なぜエジプトで“味の素"が売れるのか?

エジプトの食卓に革命を起こす男(上)

早くから海外に進出し、現在26の国と地域で事業展開する食品メーカー・味の素。実は、同社の2012年度の海外売上比率は41%に達し、海外利益比率はすでに5割を超えている。さらに2016年度に営業利益1000億円以上を目指しているが、その起爆剤となるのは海外事業だ。ターゲットは世界の食品メーカートップ10入りである。

本格的なグローバル企業に向け、同社はアフリカと中近東諸国をアセアンや南米に次ぐ成長市場と位置づけて、積極的な進出計画を打ち出している。
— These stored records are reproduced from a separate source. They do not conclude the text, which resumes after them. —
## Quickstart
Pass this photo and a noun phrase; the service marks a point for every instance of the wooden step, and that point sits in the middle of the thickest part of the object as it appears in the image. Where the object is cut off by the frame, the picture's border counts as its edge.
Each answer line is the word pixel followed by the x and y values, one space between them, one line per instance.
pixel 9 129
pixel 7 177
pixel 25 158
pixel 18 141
2011年には一気にエジプト、トルコ、コートジボアール、バングラデシュの4カ所に現地法人を設立。また、2013年度中に東アフリカ・ケニアへも進出する見込みだ。国内市場依存型が多い日本の食品産業の中で、同社が推し進めるグローバル経営は目を引く。

重要度を増す新興国市場の開拓。グローバルカンパニーを目指す味の素の挑戦の、まさに最前線がここエジプトなのだ。

人の“口”があるからエジプトで売る

イスラム世界に「アラブの春」が起こったのは2年ほど前のことだ。エジプトでは30年近く続いたムバラク独裁政権が倒れ、一気に民主化が進むと思われた。しかし、モルシ新政権は民衆の不満を受け1年で退陣。再び軍が介入する政変が起こり、いまだ国内情勢は混乱したままだ。そんな状況下のエジプトに、なぜ味の素は進出を決め、ビジネスを続けているのか。宇治社長の答えは明快だ。

「人の“口”があるからです。われわれの商品は人間の数以上には売れない。でもそれは、人口が多いほど売れるということです」

現在、エジプトの人口は約8400万人。人口は右肩上がりで増えており、世界銀行などの予想では2030年までに1億人を突破するとされる。さらに20歳未満が人口の43%、30歳未満が63%(2010年)と若い世代が多く、今後も就労人口や出生率はともに高い水準で維持されるはずだ。人口増加に伴う消費市場の拡大が、今後も大いに期待できる。

日本貿易振興機構(ジェトロ)の推計によると、国民の約7割が年間所得3600ドル以下となっている。後述するように、こうした比較的所得の高くない人々が味の素の最も重要な購買層になる。その層の分厚さもエジプト市場、ひいてはアフリカ市場の魅力になってくるのだ。

オフィスから市内各地へ。毎朝セールスマンたちが出発していく

当然、販売に力を注ぐ場所は、そうした庶民層が多く住む下町エリアだ。そして、そこで毎日のように家庭の主婦たちが買い物にやって来るのがスーク。当地に進出した味の素がまず目指したのは、市内に散らばる大小のスークを中心に、小売店オーナーや消費者たちと直接会い、調味料としての味の素を知ってもらうことだった。